La haine que les mahométans portaient au chef des Sikhs est exprimée de la manière la plus plaisante et la plus curieuse par une anecdote que raconte Burnes. Un envoyé de Kélat était venu pour lui faire visite, et Burnes lui montrait des portraits avec des costumes asiatiques : « Il était si enchanté, dit-il, qu’il en faisait littéralement des sauts de joie. En voyant le portrait de Runjeet-Singh, il s’écria « Comment ! tu es si petit et si aveugle que cela, et tu jettes un pareil trouble dans le monde ? » Et, se tournant vers le portrait d’un homme de Pechawir, il lui dit : « Et toi, misérable, pourquoi n’arraches-tu pas le cœur à ce Sikh ? » Et alors, plaçant les deux portraits en face l’un de l’autre, il reprit : « Regarde ce diminutif d’infidèle, regarde-le bien, tue-le. Ne voudrais-tu pas être aussi près de lui que tu l’es maintenant ? » — Et tout ceci était dit avec une rage qui rendait la scène très amusante et très burlesque. »
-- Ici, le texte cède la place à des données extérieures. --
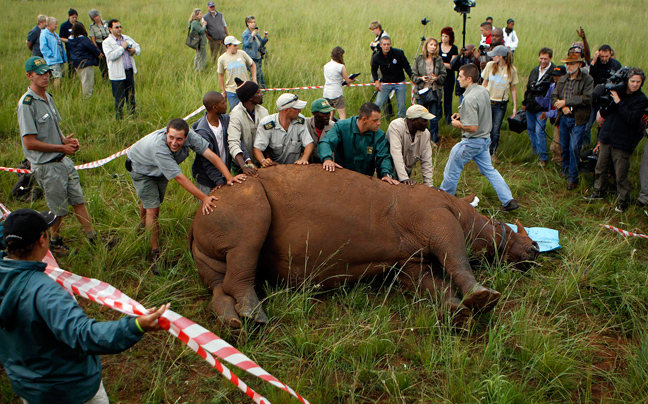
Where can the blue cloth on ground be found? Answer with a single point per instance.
(547, 239)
Ayant un ennemi plus puissant que lui sur une de ses frontières, Dost-Mohammed devait naturellement avoir pour politique de se chercher des alliés sur son autre frontière, et se tourner vers la Perse ; mais, de ce côté encore, la nationalité et la religion s’opposaient à une alliance sincère et durable entre les deux états. La Perse avait été autrefois maîtresse de l’Afghanistan, et n’avait jamais renoncé à l’espoir de le reconquérir. Cependant comme il y avait, entre le chef de Caboul et le chef de Hérat, inimitié de dynastie, Dost-Mohammed eût pu devenir l’allié du roi de Perse et l’aider à soumettre cette ville célèbre de Hérat, si la diversité des religions n’eût pas mis entre eux un obstacle presque insurmontable. Les Afghans et les Persans sont mahométans, mais de deux sectes différentes ; les premiers sont shiites, les seconds sunnites ; et de même que les Sikhs sont, aux yeux de ces deux peuples, des infidèles, les Persans et les Afghans sont, les uns pour les autres, des hérétiques.